What drew you to the law?
When I was growing up, I argued with my parents a lot. They always said, “You’ll grow up to be a lawyer.” I didn’t know any lawyers, so I had no idea what it would be like, but I never considered anything else. Fortunately, it has turned out to be something I love.
What do you enjoy most about teaching?
I love seeing the light come on when students figure out how to put together a legal analysis of a problem, and they realize that they can be a success at this profession.
What do you hope students gain from your courses?
In my Cayman Islands class, students get to meet a large group of financial professionals and lawyers who do some very sophisticated transactions offshore. The students learn how to put those sorts of deals together — doing things like enabling a non-profit hospital to serve more clients by lowering its insurance costs. In my Due Diligence course, students learn how to figure out when the numbers in a deal are crooked. In both courses, students learn how real lawyers practice law from the professionals I bring in.
What did you do prior to entering academia?
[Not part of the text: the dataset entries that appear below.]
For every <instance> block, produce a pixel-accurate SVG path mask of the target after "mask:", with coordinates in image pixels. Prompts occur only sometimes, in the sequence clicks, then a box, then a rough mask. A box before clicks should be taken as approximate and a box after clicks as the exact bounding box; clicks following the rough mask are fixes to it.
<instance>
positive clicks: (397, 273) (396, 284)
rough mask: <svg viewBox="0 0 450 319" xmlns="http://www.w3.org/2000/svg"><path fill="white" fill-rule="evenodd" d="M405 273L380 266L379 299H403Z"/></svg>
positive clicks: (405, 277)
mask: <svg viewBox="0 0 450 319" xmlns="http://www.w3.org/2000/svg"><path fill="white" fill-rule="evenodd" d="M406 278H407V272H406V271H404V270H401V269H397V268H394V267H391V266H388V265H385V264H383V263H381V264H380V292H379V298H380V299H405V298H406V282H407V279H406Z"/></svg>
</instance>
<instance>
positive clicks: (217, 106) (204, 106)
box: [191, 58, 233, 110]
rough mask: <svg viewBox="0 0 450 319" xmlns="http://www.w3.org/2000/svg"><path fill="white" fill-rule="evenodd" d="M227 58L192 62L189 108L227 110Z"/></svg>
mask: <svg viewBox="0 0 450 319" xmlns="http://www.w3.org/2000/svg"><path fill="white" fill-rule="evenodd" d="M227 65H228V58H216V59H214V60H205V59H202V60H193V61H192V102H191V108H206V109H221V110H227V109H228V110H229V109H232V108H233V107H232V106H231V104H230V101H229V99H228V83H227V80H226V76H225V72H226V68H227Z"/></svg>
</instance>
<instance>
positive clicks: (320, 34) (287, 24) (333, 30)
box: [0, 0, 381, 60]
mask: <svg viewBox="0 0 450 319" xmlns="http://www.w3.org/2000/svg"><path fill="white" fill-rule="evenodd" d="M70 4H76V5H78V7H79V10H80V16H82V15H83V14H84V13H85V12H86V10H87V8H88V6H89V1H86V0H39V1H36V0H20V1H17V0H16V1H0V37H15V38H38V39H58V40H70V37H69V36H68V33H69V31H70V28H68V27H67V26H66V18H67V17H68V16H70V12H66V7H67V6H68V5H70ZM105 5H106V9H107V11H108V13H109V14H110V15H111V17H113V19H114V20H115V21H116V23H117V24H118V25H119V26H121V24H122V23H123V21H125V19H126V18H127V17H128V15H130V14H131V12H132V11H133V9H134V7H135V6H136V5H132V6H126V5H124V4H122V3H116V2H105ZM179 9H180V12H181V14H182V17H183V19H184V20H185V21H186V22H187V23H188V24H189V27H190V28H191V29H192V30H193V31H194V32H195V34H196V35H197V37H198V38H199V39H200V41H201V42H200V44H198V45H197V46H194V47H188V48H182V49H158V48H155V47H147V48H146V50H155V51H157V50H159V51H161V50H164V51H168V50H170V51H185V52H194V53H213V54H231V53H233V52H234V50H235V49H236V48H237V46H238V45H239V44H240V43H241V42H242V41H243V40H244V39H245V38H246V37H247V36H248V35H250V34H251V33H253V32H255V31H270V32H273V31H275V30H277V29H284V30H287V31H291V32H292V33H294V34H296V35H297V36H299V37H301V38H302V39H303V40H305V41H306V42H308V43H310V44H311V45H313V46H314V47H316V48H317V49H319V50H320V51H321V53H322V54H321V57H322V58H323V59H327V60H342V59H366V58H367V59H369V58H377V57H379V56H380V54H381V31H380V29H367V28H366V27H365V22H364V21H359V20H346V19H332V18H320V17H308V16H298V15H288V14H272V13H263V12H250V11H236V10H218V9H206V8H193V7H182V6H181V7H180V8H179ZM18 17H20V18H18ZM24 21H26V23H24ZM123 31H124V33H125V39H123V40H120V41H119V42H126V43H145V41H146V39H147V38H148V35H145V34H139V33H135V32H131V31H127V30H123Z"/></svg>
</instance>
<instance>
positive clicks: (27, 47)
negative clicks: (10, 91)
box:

I clerked for U.S. District Judge Barefoot Sanders and for U.S. Magistrates William Sanderson and John Tolle in Dallas. I also practiced in Texas Rural Legal Aid’s offices in Hereford and Plainview.
What are you passionate about outside of the law?
There are things outside the law? My family and doing things outdoors.
What are your research interests?
My research focuses on international financial centers like the Cayman Islands and the Channel Islands, and on regulatory issues involving the environment and energy.